Hi, I am struggling with model selection for state-space models coded in rstan.
In my state-space models, the states (longitudinal positions of 10 fish individuals in a river) are assumed to follow a Cauchy random walk. I use the inverse function method to express the Cauchy random walk, specifying the state using the following formula:
state[i] ~ Cauchy(state[i-1], s_w)
I want to examine how the shape parameter s_w varies according to survey month and individual fish. To do this, I implement the following regression equation in the model block:
s_w[m, k] ~ lognormal(a[k] + b_TL*TL[m], sigma)
where m is the survey month, and k is the individual.
a is the individual intercept and b_TL is the coefficient expressing the effect of TL.
a is specified by the following formula:
a[m] = a0 + a_sig * a_raw
a_raw ~ normal(0, 1)
(non-centered reparameterization)
Generally, leave-one-out cross-validation (LOOCV) can be used for model comparison, and this can be done using loo::loo()
. However, in my case, the data come from different individuals and different survey months, and I am wondering whether I can still compare models using the same method.
Or should I instead use leave-one-individual-out cross-validation in my case?
Additionally, is leave-one-individual-out cross-validation still valid when the number of survey months differs between individuals (e.g., individual A has data from 2 survey months, while individual B has data from 5 months)?
My model is something like follows:
data {
int<lower=0> N; // Number of observations per individual per survey month
int<lower=0> K; // Number of individuals
int<lower=0> M; // Number of months
array[N, K, M] real Y; // Observed values
matrix[K, M] zero_Dist; // Initial position for each individual on the first day of each survey month
vector[M] TL; // Total length (TL) of fish per survey month
}
parameters {
real<lower=0> s_v; // Observation error standard deviation
matrix[K, M]<lower=0> s_w; // State error standard deviation
matrix[K, M] state_zero_raw; // Standardized state deviation (unconstrained)
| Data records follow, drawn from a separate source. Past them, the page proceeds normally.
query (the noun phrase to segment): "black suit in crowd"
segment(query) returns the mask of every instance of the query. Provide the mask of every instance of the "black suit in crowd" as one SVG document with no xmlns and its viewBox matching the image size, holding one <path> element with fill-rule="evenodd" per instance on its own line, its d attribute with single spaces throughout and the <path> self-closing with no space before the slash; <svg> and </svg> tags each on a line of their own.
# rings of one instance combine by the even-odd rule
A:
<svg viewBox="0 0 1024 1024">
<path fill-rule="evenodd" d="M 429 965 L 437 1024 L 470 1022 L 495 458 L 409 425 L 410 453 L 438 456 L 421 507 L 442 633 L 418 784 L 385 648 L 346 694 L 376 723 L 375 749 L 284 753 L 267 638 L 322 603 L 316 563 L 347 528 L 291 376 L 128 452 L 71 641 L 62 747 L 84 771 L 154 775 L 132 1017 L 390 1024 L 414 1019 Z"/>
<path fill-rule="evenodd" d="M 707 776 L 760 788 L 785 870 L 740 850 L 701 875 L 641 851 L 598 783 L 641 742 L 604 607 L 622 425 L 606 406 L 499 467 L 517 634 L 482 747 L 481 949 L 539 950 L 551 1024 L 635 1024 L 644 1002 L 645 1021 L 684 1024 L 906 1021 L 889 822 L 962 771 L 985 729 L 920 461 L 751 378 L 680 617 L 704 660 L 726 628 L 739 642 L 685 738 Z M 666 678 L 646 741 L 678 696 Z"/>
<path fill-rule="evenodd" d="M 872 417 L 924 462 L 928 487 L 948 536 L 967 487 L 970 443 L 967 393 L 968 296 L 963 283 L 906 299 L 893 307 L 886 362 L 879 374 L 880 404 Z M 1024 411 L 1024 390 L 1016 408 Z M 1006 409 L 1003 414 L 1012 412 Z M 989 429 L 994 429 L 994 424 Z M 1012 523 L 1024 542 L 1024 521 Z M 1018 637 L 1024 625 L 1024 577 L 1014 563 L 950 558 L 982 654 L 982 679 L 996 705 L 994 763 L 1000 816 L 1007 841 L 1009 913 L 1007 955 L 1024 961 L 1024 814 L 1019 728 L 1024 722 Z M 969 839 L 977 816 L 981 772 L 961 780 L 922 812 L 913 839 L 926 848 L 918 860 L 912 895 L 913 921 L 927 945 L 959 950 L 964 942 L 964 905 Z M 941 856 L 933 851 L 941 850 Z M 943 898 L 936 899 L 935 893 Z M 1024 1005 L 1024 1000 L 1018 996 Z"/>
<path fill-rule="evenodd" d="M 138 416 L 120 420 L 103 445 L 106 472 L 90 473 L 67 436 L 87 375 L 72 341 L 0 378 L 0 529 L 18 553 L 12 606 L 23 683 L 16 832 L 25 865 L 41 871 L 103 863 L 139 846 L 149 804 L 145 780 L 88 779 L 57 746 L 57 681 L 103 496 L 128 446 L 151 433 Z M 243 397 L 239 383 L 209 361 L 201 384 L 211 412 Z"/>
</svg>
array[N, K, M] real state_raw; // Used for inverse function method
// Hierarchical model parameters
real a0; // Intercept
real<lower=0> a_sig;
vector[K] a_raw;
real b_TL;
real<lower=0> sigma;
}
transformed parameters {
array[N, K, M] real state; // Longitudinal position of fish
for (m in 1:M) {
for (k in 1:K) {
// Initial value for the first day of each month
state[1, k, m] = zero_Dist[k, m] + 3.04 * state_zero_raw[k, m];
// For subsequent days, update state using state error
for (n in 2:N) {
state[n, k, m] = state[n - 1, k, m] + s_w[k, m] * tan(state_raw[n, k, m]); // Inverse function method
}
}
}
// 個体効果のreparametarization
vector[K] a;
a = a0 + a_sig * a_raw;
}
model {
// Priors
s_v ~ normal(3, 1);
state_zero_raw ~ normal(0, 1);
a_raw ~ normal(0, 1);
sigma ~ normal(0, 10);
// Observation model
for (m in 1:M) {
for (k in 1:K) {
for (n in 1:N) {
Y[n, k, m] ~ normal(state[n, k, m], s_v);
}
}
}
// Regression model
for (m in 1:M) {
for (k in 1:K) {
s_w[k, m] ~ lognormal(a[k] + b_TL * TL[m], sigma);
}
}
}
Thank you!